Indonewsdaily.com, Jakarta – Pasca polemik harta jumbo pejabat pajak Kementerian Keuangan. Kini publik diramaikan dengan beredarnya rilis dari Sekretariat Nasional Forum Indonesia untuk Transparansi Anggaran (Seknas Fitra) yang mencatat ada 39 pejabat Kementerian Keuangan (Kemenkeu) yang rangkap jabatan. Mayoritas pejabat ini merupakan eselon I dan II. Kebanyakan dari mereka merangkap sebagai komisaris maupun wakil komisaris di Badan Usaha Milik Negara (BUMN).

Menanggapi hal ini, Ketua Umum DPP GMNI Arjuna Putra Aldino menyatakan bahwa aturan tentang rangkap jabatan masih tumpang tindih dan sumir. Menurut Arjuna, masih banyak peraturan turunan seperti UU Nomor 19 Tahun 2003 tentang BUMN dan PP No. 45 Tahun 2005 tentang Pendirian, Pengurusan, Pengawasan, dan Pembubaran Badan Usaha Milik Negara belum mengatur secara eksplisit larangan tentang rangkap jabatan yang dilakukan oleh pejabat publik baik sebagai komisaris ataupun wakil komisaris dalam Badan Usaha Milik Negara.

“Aturan soal rangkap jabatan memang masih tumpah tindih dan sumir. Tidak tegas”, ungkap Arjuna

Penugasan pejabat publik sebagai komisaris/pengawas BUMN selama ini dilakukan untuk pengawasan kepemilikan kekayaan negara yang dipisahkan dan pengawasan BUMN. Namun menurut Arjuna alasan tersebut perlu ditinjau ulang efektivitasnya. Pasalnya, menurut Arjuna rangkap jabatan berpotensi terjadinya Dis-kekuasaan, yaitu pada saat seseorang memegang dan menjalankan lebih dari satu jabatan, maka tidak menutup kemungkinan pemangku jabatan tersebut tidak akan maksimal dalam menjalankan salah satu jabatan yang dimilikinya sehingga memicu terjadinya kelalaian.

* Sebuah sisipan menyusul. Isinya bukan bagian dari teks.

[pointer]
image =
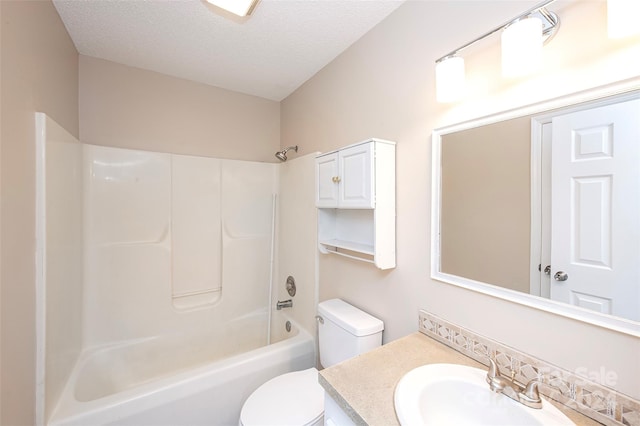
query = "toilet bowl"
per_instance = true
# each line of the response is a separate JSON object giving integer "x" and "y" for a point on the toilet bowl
{"x": 297, "y": 399}
{"x": 292, "y": 399}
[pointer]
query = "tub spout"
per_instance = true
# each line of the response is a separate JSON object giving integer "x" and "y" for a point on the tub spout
{"x": 284, "y": 304}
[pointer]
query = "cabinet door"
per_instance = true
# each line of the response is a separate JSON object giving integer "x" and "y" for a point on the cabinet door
{"x": 355, "y": 165}
{"x": 326, "y": 180}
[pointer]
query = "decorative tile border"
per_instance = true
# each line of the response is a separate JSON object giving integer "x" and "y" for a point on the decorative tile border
{"x": 598, "y": 402}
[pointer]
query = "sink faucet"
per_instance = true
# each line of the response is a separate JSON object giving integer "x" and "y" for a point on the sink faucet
{"x": 284, "y": 304}
{"x": 527, "y": 395}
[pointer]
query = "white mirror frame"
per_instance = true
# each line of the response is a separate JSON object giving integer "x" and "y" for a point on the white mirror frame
{"x": 606, "y": 321}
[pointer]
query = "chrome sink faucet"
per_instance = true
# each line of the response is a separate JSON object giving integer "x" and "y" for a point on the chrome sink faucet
{"x": 527, "y": 395}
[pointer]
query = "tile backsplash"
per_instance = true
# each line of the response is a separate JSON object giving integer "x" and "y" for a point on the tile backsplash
{"x": 594, "y": 400}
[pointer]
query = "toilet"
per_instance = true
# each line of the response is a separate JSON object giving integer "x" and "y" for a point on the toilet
{"x": 296, "y": 399}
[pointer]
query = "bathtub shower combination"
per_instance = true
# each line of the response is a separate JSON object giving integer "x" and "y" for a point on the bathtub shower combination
{"x": 155, "y": 287}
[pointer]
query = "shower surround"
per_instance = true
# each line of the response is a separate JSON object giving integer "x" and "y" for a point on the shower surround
{"x": 155, "y": 250}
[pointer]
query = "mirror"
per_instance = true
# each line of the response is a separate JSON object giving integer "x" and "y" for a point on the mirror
{"x": 508, "y": 203}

“Dis-kekuasaan yang seringkali terjadi yaitu tidak maksimalnya partisipasi seseorang yang merangkap jabatan dalam pengambilan keputusan dan rapat-rapat dewan komisaris dan rapat gabungan dengan dewan direksi. Sederhananya, tingkat kehadiran dalam Rapat Dewan Komisaris dan rapat gabungan antara Dewan Komisaris dengan Dewan Direksi sangat rendah”, tambah Arjuna

Kedua, rangkap jabatan menurut Arjuna bisa memicu adanya benturan kepentingan dan malkekuasaan. Artinya ketika beberapa jabatan yang dimilikinya memiliki hubungan yang rentan, maka jabatan tersebut dapat disalahgunakan demi mencapai tujuan atau kepentingan tertentu. Fenomena ini tentu rentan melahirkan korupsi, kolusi, dan nepotisme (KKN).

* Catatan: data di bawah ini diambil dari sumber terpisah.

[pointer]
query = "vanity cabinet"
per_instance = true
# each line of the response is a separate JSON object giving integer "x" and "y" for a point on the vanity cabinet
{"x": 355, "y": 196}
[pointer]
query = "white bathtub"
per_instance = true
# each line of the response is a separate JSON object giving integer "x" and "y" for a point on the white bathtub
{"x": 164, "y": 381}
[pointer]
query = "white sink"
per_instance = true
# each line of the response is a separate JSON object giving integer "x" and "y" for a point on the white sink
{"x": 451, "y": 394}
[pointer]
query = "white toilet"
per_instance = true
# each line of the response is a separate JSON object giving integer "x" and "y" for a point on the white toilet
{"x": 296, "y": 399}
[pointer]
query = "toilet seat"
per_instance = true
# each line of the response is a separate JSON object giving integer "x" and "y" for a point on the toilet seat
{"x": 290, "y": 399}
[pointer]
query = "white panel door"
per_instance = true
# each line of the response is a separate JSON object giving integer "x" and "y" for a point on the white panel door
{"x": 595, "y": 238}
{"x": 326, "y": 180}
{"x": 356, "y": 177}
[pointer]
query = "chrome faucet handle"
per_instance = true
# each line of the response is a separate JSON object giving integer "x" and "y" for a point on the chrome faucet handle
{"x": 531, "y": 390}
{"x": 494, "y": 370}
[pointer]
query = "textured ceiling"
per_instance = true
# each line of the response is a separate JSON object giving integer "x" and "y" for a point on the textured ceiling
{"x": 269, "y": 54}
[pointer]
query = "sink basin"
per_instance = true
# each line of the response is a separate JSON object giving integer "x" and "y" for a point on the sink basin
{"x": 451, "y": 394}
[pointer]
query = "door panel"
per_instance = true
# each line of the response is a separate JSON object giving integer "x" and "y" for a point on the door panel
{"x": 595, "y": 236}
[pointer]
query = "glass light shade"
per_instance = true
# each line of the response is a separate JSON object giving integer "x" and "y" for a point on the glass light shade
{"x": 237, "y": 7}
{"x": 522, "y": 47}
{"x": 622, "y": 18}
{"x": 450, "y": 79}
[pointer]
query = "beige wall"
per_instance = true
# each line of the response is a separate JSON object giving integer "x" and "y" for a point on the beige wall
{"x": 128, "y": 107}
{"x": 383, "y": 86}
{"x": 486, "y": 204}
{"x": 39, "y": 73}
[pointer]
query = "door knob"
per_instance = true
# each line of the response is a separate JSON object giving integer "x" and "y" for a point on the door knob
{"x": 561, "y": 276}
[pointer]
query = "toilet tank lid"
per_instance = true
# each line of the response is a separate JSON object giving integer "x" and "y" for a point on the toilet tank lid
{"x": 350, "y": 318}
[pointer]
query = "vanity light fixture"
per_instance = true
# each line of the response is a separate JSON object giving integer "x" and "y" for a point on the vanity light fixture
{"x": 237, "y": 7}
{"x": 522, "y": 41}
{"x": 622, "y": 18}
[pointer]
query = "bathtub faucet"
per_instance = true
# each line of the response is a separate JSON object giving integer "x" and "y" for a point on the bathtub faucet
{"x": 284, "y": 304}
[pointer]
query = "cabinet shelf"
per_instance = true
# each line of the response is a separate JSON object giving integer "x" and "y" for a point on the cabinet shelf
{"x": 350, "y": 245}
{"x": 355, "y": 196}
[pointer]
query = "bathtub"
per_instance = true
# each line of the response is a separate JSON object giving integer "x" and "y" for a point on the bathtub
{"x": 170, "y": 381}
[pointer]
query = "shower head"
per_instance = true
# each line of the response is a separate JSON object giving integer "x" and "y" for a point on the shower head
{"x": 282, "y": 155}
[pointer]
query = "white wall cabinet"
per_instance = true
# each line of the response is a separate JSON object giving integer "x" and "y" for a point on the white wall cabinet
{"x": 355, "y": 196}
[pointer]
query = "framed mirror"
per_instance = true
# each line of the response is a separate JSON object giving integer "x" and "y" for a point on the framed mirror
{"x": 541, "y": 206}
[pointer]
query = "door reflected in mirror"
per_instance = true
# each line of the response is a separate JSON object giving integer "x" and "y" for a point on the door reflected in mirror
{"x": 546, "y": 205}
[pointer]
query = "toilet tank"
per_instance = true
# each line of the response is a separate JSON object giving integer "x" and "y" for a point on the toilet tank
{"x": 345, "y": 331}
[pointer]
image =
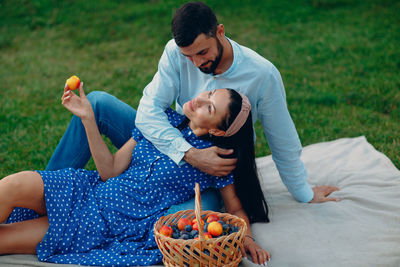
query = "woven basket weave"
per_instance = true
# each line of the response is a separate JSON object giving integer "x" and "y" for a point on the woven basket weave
{"x": 221, "y": 251}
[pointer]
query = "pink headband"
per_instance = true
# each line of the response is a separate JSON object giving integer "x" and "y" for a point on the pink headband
{"x": 240, "y": 118}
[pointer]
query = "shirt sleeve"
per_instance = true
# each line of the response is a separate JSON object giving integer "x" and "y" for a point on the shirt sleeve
{"x": 282, "y": 137}
{"x": 158, "y": 95}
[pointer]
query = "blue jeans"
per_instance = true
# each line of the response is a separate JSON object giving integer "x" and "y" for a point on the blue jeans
{"x": 115, "y": 120}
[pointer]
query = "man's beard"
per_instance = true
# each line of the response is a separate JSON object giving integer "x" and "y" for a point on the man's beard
{"x": 214, "y": 63}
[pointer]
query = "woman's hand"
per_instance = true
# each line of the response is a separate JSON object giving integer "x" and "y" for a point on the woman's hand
{"x": 78, "y": 105}
{"x": 258, "y": 254}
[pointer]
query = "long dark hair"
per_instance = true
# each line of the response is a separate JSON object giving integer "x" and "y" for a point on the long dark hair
{"x": 247, "y": 184}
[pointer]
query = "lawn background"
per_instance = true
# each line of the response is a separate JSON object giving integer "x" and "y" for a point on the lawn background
{"x": 339, "y": 60}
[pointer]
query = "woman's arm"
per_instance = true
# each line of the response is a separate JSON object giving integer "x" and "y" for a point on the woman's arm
{"x": 107, "y": 165}
{"x": 234, "y": 207}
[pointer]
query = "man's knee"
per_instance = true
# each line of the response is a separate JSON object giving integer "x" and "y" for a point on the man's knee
{"x": 99, "y": 98}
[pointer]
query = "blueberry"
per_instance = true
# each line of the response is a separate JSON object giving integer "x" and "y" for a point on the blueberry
{"x": 188, "y": 228}
{"x": 194, "y": 232}
{"x": 184, "y": 236}
{"x": 175, "y": 235}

“Potensi konflik kepentingan jika dibiarkan bukan tidak mungkin dapat memunculkan kasus-kasus korupsi. Akuntabilitas menjadi pertaruhan. Selain itu, mereka berpotensi menerima penghasilan ganda”, ujar Arjuna

Ketiga, menurut Arjuna adanya rangkap jabatan di BUMN juga melanggar prinsip Good Corporate Governance (GCG). GCG merupakan prinsip dan acuan dalam mengendalikan perusahaan agar terjadinya check and balances antara para pemangku kepentingan (stakeholders). Pentingnya penerapan GCG ini pada prinsipnya untuk mengatur sekaligus mencegah terjadinya kesalahan dan benturan kepentingan yang dapat menimbulkan risiko kerugian perusahaan, terutama bagi Direksi dan Komisaris sebagai organ Perseroan yang mengambil dan menentukan arah kebijakan perusahaan (BUMN).

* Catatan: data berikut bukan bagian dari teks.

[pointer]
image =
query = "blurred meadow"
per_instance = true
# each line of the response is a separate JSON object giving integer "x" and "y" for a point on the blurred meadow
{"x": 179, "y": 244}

“Rangkap jabatan pejabat publik membuat mereka tidak bekerja maksimal sebagai dewan komisaris (dekom) di BUMN. Terlihat seperti jabatan sampingan. Padahal peran dekom dalam BUMN sangat penting untuk mewujudkan Good Corporate Governance. Merekalah pusat ketahanan dan/atau kesuksesan korporasi. Peran dan/atau tanggung jawab untuk mengawasi dan memberikan advice kepada manajemen, utamanya terkait dengan pelaksanaan atau eksekusi strategi; memastikan akuntabilitas; menjamin transparansi dan disclosure; serta menjalankan shareholders voice function suatu perusahaan, semua ada dalam “genggaman” dekom”, jelas Arjuna

Untuk itu, GMNI meminta pemerintah untuk menerbitkan Perpres yang mengatur dan memperjelas batasan dan kriteria penempatan Pejabat struktural/fungsional aktif dalam Komisaris BUMN dengan pertimbangan kompetensi dan bebas konflik kepentingan. Kedua, pemerintah segera melakukan evaluasi terhadap kinerja Dewas atau Dekom BUMN yang merangkap jabatan. Ketiga, sinkronisasi aturan terkait standar dan prosedur pengangkatan dewan komisaris sesuai dengan UU Pelayanan Publik.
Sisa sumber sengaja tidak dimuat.